The shogun’s wife bears him a son the following year, however, and asks daimyo Yamana Souzen Mochitoyo for his support in promoting her son’s claim.
Daimyo Hosokawa Katsumoto, Yamana’s son-in-law, supports Yoshimi.
The powerful Tendai, a Japanese school of Mahayana Buddhism, one of several Buddhist sects in Japan, have since the ninth century wielded authority from their monasteries on the Hiyesian, a large hill northeast of the Japanese capital of Kyoto.
The rival Shin sect, founded by the former Tendai Japanese monk Shinran Shonin and well established in the capital itself, has for decades been the Tendai’s major competitor for power, land, and influence.
Both sects have warrior monks, but the shoguns have in past times kept their aggressions from boiling over.
Now, with the shoguns reduced, like the emperors, to mere figureheads, antagonism between the two sects evolves into open conflict.
Marching down into Kyoto in 1465, the monks of Hiyesian torch the Shin’s Hongwanji Temple headquarters, burning it to the ground.
The different sects also war with one another on the Japanese countryside, destroying property.
As a result, the Shin would have to stay in the countryside for one hundred and twenty-five years.
This will prove a boon: their following again will grow enormously among ordinary people, especially in the Hokuriku region.
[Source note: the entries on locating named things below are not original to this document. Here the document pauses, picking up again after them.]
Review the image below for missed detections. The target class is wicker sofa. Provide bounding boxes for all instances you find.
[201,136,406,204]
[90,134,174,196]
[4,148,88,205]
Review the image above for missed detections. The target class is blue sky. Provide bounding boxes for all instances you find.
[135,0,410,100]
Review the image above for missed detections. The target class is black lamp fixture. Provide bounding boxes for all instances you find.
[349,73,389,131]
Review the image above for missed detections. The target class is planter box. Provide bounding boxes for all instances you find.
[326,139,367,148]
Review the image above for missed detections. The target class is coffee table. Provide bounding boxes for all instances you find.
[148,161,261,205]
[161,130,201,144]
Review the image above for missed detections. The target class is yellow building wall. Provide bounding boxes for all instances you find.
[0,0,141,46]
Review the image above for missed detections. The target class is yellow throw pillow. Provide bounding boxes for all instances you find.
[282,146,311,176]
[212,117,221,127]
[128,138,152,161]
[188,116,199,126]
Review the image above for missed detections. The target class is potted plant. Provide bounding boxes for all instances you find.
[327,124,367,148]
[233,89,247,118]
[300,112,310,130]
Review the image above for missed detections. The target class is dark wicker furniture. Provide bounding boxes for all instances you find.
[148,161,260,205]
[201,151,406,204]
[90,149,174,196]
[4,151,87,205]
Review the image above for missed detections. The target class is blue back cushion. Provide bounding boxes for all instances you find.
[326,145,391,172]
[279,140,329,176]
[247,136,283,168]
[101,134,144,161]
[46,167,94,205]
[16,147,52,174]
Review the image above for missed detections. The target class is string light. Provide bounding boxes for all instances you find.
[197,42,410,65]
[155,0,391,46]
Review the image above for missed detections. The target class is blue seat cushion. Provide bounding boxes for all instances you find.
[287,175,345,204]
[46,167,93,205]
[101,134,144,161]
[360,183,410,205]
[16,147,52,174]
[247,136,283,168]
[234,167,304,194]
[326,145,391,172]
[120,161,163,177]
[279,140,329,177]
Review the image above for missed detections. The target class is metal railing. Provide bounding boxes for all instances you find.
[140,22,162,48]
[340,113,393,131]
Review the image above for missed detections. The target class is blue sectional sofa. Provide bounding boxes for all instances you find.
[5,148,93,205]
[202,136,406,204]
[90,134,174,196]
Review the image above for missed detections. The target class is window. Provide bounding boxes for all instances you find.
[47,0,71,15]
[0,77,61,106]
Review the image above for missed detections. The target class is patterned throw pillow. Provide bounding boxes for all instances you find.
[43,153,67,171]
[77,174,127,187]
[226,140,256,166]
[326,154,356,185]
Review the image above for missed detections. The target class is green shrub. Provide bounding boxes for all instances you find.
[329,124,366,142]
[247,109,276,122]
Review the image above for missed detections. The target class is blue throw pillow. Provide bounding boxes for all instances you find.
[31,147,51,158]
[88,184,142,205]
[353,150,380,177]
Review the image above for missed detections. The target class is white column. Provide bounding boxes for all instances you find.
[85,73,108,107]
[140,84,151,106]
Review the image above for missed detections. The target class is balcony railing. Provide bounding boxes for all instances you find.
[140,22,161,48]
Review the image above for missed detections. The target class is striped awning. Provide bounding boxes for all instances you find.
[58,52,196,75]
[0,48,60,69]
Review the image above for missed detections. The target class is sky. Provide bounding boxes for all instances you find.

Today, Shin Buddhism is considered the most widely practiced branch of Buddhism in Japan.
The shogun has forbidden Hosokawa to aid Masanaga, who attacks Yoshiyoshi without him, is defeated, and escapes to Kyoto.
The shogunate has long forbidden battles between daimyo, and this flouting of the rules leads to open fighting between rival daimyo factions and the speedy disintegration of the Muromachi shogunate’s authority.
Hosokawa raises an army in May, seizes the shogunate residence of Hana-no-Gosho, and coerces the shogun into proclaiming for Hosokawa’s side and denouncing Yamana as a rebel.
Ouichi Masahiro, another leading daimyo, supports Yamana by marching his army to Kyoto, rescuing Yoshinao from Hosokawa and proclaiming him the new shogun.
The battle at Kyoto ends in stalemate, but fighting in what is called the Onin War escalates throughout Japan.
Authority in Japan is diffused to local military leaders, the daimyo, when the Ashikaga lose control of their vassals after 1467.
The dispute between Hosokawa Katsumoto and Yamana Sōzen escalates into a nationwide war involving the Ashikaga shogunate and a number of daimyo in many regions of Japan
The shogun Yoshimasa, who has reigned since 1440, simply turns his back on the troubles in Japan.
In 1473, he retires to his estate on the outskirts of Kyoto, where he builds the Silver Pavilion (“Ginkaku”) and becomes the patron of a remarkable artistic flowering.